According to Figure 8 urban land expansion in the YRD region is mainly along the trunk network of the Yangtze River, Shanghai–Nanjing Railway, Shanghai–Hangzhou Railway, and other core cities (Shanghai, Nanjing, Hangzhou, Suzhou, etc.), and is spatially concentrated in a low degree. The local spatial correlation distribution of urban land development intensity in the YRD region is shown in Figure 8, and the dynamic change trend of urban land development and utilization pattern is obvious. The high-high cluster is mainly distributed in southern mountainous and hilly areas; the low-low cluster is concentrated in the Taihu Lake with developed industry. Due to the advancement of urbanization and industrialization, low-low clusters in the coastal areas of Nantong City have greatly increased.
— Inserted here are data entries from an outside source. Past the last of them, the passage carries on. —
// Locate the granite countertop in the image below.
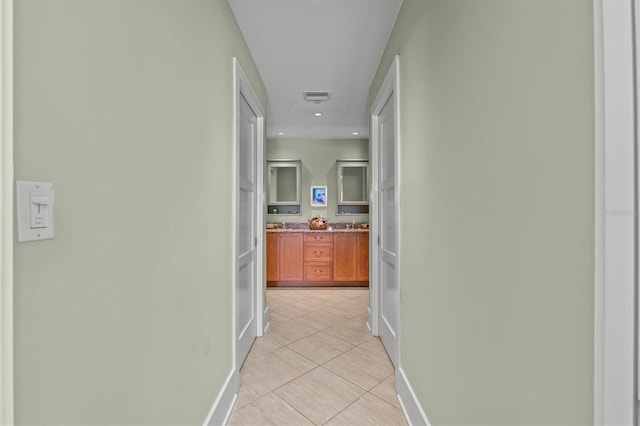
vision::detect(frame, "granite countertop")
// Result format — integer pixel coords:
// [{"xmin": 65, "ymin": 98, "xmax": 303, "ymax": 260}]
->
[
  {"xmin": 267, "ymin": 228, "xmax": 369, "ymax": 233},
  {"xmin": 267, "ymin": 223, "xmax": 369, "ymax": 232}
]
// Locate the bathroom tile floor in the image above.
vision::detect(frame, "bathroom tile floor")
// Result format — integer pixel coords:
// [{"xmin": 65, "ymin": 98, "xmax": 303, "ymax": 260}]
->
[{"xmin": 227, "ymin": 288, "xmax": 407, "ymax": 426}]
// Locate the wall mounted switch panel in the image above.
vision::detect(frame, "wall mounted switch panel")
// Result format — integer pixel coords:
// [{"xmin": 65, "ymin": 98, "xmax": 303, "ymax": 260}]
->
[{"xmin": 16, "ymin": 180, "xmax": 54, "ymax": 243}]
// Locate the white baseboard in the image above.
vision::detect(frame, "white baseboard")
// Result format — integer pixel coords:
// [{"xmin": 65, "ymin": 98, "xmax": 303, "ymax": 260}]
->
[
  {"xmin": 262, "ymin": 306, "xmax": 270, "ymax": 335},
  {"xmin": 396, "ymin": 368, "xmax": 431, "ymax": 426},
  {"xmin": 204, "ymin": 370, "xmax": 239, "ymax": 426}
]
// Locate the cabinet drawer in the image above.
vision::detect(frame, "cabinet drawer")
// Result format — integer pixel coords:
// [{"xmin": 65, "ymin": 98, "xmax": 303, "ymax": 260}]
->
[
  {"xmin": 304, "ymin": 243, "xmax": 333, "ymax": 262},
  {"xmin": 304, "ymin": 232, "xmax": 333, "ymax": 243},
  {"xmin": 304, "ymin": 262, "xmax": 333, "ymax": 281}
]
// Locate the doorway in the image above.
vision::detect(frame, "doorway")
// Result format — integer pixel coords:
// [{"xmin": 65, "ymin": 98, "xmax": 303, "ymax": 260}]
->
[
  {"xmin": 370, "ymin": 56, "xmax": 400, "ymax": 368},
  {"xmin": 233, "ymin": 58, "xmax": 265, "ymax": 373}
]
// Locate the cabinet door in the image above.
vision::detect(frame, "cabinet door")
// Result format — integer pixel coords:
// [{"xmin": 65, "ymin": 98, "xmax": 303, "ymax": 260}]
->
[
  {"xmin": 278, "ymin": 233, "xmax": 303, "ymax": 281},
  {"xmin": 304, "ymin": 243, "xmax": 333, "ymax": 262},
  {"xmin": 267, "ymin": 233, "xmax": 280, "ymax": 281},
  {"xmin": 356, "ymin": 233, "xmax": 369, "ymax": 281},
  {"xmin": 333, "ymin": 232, "xmax": 357, "ymax": 281}
]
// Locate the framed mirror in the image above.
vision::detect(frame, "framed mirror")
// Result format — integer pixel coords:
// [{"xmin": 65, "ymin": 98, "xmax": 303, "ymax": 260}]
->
[
  {"xmin": 267, "ymin": 160, "xmax": 302, "ymax": 214},
  {"xmin": 336, "ymin": 160, "xmax": 369, "ymax": 214}
]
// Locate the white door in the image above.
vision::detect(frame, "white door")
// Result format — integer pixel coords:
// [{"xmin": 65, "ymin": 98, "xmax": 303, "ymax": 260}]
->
[
  {"xmin": 236, "ymin": 93, "xmax": 258, "ymax": 369},
  {"xmin": 377, "ymin": 82, "xmax": 399, "ymax": 366}
]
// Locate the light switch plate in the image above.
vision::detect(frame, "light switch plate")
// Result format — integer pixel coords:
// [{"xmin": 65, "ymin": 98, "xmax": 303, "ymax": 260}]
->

Moreover, urban land development is mainly expanded from the core cities (Shanghai, Nanjing, Suzhou, etc.) to the periphery, and the land development is concentrated and connected. Corresponding to the spatial and temporal pattern analysis of urban land development intensity, land development in the surrounding sub-region has been at a low level and the Lisa value is low. Future economic development should break through the existing ideas, make use of local unique natural resources to develop a green and environmentally friendly economy, and finally, to realize the coordination and complementarity of development advantages among cities.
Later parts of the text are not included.